Not far from the castle of Alfambra, now totally devastated, and as an integral part of the same defensive Knight Templar positions around the city of Teruel (arab “Tirwal”), we find both the only original Templar Knight frescoes with a “Tetramorphus” (in the Templar chapel at the tiny village of Camańas) and the Castle of Mora de Aragón (now Mora de Rubielos) with an intriguing 36 steps winding staircase leading three levels down from the exoteric chapel to an esoteric Temple, with a large Equilateral Triangle, with a missing apex, on the Eastern wall (XII to XIIIth centuries).
Besides these obvious monumental and artistic pieces of evidence, I gathered a significant amount of historical evidence to support my claims – quoted in my two books The Secret Castle (2008, 2010 and 2012), and From Stones to God (2011), and recent 2012 speeches in Barcelona (Biblioteca Arús) and Madrid, short of a specific document stating that don Juan was indeed a cryptic Templar Knight or Free mason. The mere existence of such hypothetical document would, in any case, seem to be quite an irrational and “contra natura” expectation, given the absolute secrecy on the nature of these rituals and fraternal relations at the time.

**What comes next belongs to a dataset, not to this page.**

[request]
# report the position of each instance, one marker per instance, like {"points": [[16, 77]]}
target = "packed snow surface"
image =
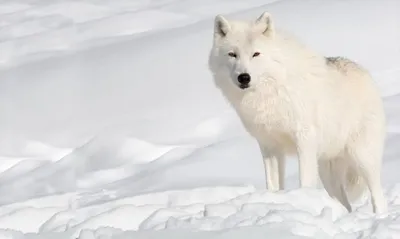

Templar Knights Chapel (Ermita del Consuelo) in Camańas (Teruel), with wooden frescoes (depicting knights on horses in battle against Islam), and a mural „Tetramorphus“ which was hidden until very recently by a false wall in front of the altar.
Mora de Rubielos (castle), with 36 steps winding staircase (each with one Masonic carving except for the first 3 steps and the very last one); and Equilateral Triangle on the East (unmistakably Masonic).